设计为简单轻量级的客户端库,可以轻松嵌入到任何 Java 应用程序中,并与用户为其流式应用程序拥有的任何现有打包、部署和操作工具集成 -
Has no external dependencies on systems other than Apache Kafka itself as the internal messaging layer; notably, it uses Kafka’s partitioning model to horizontally scale processing while maintaining strong ordering guarantees.

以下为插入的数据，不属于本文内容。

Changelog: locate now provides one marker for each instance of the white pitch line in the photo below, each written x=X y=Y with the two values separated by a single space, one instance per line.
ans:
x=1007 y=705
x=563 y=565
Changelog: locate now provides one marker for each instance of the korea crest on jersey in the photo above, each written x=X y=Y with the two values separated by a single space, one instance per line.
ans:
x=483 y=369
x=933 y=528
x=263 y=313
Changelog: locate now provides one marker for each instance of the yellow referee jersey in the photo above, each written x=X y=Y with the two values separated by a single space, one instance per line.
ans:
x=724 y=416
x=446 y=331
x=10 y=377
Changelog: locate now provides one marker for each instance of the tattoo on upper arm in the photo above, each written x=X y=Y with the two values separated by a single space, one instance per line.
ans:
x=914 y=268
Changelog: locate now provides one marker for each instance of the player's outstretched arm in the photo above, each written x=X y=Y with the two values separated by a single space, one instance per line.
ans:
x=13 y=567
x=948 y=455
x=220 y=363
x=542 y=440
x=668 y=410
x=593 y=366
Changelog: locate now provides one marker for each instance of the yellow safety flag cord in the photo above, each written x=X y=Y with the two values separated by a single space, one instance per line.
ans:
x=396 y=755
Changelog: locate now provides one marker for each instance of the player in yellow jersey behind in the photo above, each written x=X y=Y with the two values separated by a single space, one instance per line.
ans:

除了作为内部消息传递层的Apache Kafka 本身之外,对系统没有外部依赖;值得注意的是,它使用 Kafka 的分区模型来水平扩展处理,同时保持强大的排序保证 -
Supports fault-tolerant local state, which enables very fast and efficient stateful operations like windowed joins and aggregations.
支持容错本地状态,这可以实现非常快速和高效的状态操作,如窗口连接和聚合 -
Supports exactly-once processing semantics to guarantee that each record will be processed once and only once even when there is a failure on either Streams clients or Kafka brokers in the middle of processing.
支持exactly-once处理语义以保证每条记录将被处理一次且仅一次,即使在处理过程中 Streams 客户端或 Kafka 代理出现故障也是如此 -
Employs one-record-at-a-time processing to achieve millisecond processing latency, and supports event-time based windowing operations with out-of-order arrival of records.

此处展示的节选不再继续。